I crossed quai de l’Horloge, past an optician’s exécution rapide, to a glistening heap of old, turreted buildings, to present a card signed by a grandee friend of Wilfrid. This procured reluctant admission to one of those black pockets of history lurking in all great cities, scraps from a séance. I was now within the Conciergerie, its crepuscular heights and depths overcharged with the dusty, inquisitorial stillness, sunless as if stricken by winter. No one escorted me, none was about, though a lesson from Meinnenberg was that I was never unwatched. Those who had suffered here – Corday, Marie-Antoinette, Danton, Chénier, Brissot – were no longer quite real, messy colours drifting into the blind.

Near by, off a grand staircase, would have been an apartment with sumptuous Gobelins carpets and that long green table, now at the Carnavalet, at which, in another Great Wrath, forerunners of Polit-Bureaux had legislated and argued for the Perfect Society. One ponderous arch opened on to a courtyard, cold, hemmed in by walls looking incomplete in the hanging mist, desolate as Nineveh. From a rusty tap Lucile Desmoulins and the Queen must have drunk. Buried near this chilled, sooty maze was the Tribunal Hall where Fouquier-Tinville had signed away lives. In my most humourless reaches I moved through a miasma of Gothic slabs, narrow steps twisting up to doors iron and padlocked, stone panels, grilled cells, sodden, almost fungoid oubliettes, cobwebbed tunnels lit only from slits. I heard, or thought I heard, a footfall, in a paralysis of time deranged as the Girondins’ last night.

My trail was not yet finished, so, on another day, in rue Saint-Honoré, between a hairdresser’s and bakery, with crisp, pungent smells, three youths joking over a photograph, I penetrated a drab passage to a yard faintly thickened by liquor and shadowed by old, two-storied houses.
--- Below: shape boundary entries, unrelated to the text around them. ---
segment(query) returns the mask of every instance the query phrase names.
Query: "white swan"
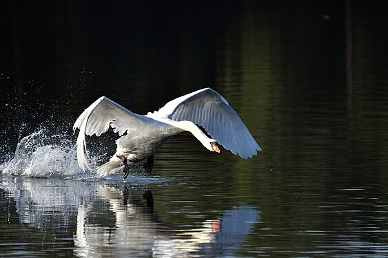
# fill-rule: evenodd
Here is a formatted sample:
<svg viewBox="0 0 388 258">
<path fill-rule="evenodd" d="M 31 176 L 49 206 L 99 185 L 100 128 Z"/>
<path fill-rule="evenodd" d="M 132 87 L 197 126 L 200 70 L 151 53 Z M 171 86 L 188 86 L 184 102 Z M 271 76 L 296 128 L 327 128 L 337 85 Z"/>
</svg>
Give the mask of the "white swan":
<svg viewBox="0 0 388 258">
<path fill-rule="evenodd" d="M 210 138 L 197 126 L 213 138 Z M 192 133 L 211 151 L 220 153 L 217 143 L 243 158 L 252 158 L 261 151 L 241 119 L 218 93 L 205 88 L 167 103 L 159 111 L 138 115 L 106 97 L 101 97 L 88 107 L 76 120 L 73 129 L 79 129 L 76 140 L 79 166 L 88 164 L 85 135 L 97 136 L 109 129 L 121 136 L 116 141 L 116 153 L 100 166 L 97 172 L 108 175 L 124 165 L 128 175 L 128 163 L 147 159 L 143 168 L 151 172 L 154 153 L 172 136 L 184 131 Z"/>
</svg>

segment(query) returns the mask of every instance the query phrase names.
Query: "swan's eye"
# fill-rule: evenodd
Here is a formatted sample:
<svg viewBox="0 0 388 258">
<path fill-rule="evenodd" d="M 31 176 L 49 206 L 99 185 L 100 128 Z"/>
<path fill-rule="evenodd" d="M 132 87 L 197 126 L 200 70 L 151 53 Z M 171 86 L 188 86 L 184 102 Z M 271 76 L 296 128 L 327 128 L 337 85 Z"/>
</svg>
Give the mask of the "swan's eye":
<svg viewBox="0 0 388 258">
<path fill-rule="evenodd" d="M 212 144 L 212 149 L 213 149 L 213 151 L 216 151 L 216 153 L 221 153 L 221 151 L 220 150 L 220 149 L 217 146 L 217 143 L 216 142 L 210 142 L 210 144 Z"/>
</svg>

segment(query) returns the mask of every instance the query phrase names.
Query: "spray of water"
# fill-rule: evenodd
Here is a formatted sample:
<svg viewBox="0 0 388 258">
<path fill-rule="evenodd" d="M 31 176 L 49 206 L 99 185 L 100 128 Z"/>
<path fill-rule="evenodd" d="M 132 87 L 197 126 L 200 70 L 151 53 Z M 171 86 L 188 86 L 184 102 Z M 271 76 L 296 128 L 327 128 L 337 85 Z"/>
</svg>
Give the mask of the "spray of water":
<svg viewBox="0 0 388 258">
<path fill-rule="evenodd" d="M 38 178 L 95 177 L 95 169 L 84 172 L 78 166 L 75 142 L 70 138 L 66 133 L 53 135 L 41 129 L 22 138 L 13 158 L 3 163 L 0 169 L 4 174 Z M 98 156 L 89 155 L 92 167 L 96 167 Z"/>
</svg>

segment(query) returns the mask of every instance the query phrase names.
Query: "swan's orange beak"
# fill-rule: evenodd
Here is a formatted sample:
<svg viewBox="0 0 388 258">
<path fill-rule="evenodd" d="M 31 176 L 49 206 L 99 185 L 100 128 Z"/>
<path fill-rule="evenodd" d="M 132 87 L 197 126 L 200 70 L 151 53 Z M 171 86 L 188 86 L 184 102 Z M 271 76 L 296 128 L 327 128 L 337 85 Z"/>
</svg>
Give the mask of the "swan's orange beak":
<svg viewBox="0 0 388 258">
<path fill-rule="evenodd" d="M 217 144 L 216 144 L 216 142 L 213 142 L 211 143 L 212 144 L 212 149 L 213 149 L 213 151 L 216 151 L 218 153 L 221 153 L 221 149 L 218 148 L 218 147 L 217 146 Z"/>
</svg>

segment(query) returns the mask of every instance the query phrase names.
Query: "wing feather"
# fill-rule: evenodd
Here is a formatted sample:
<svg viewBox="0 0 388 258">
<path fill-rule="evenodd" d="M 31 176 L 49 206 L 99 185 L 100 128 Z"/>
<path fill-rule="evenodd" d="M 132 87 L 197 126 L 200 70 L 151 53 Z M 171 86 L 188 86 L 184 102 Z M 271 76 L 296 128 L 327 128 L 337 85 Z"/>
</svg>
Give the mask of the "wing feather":
<svg viewBox="0 0 388 258">
<path fill-rule="evenodd" d="M 176 98 L 159 112 L 172 120 L 190 120 L 201 125 L 225 149 L 243 158 L 252 158 L 261 151 L 237 113 L 210 88 Z"/>
</svg>

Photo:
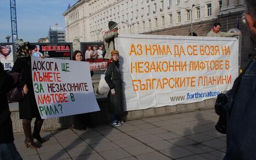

Ahead, from behind a faded green door throbbed orientalized jazz, high wails above measured drums. Visible through dirty rectangular glass, dark heads and shoulders of Algerians were ranked at a bar, the establishment bereft of the name that had once spread across Europe. Waiters in soiled white coats were crossing, re-crossing with tall glasses, from the radio the wails were prolonged, then collapsing into fragments of memory, always unresolved, beneath the apartment once owned by a sober, respected cabinet-maker, proud of his lodger, Maximilien Maria Isidore de Robespierre, whose gaze, like a searchlight, had once paralysed a deputy. ‘He’ll be suspecting I am thinking of something.’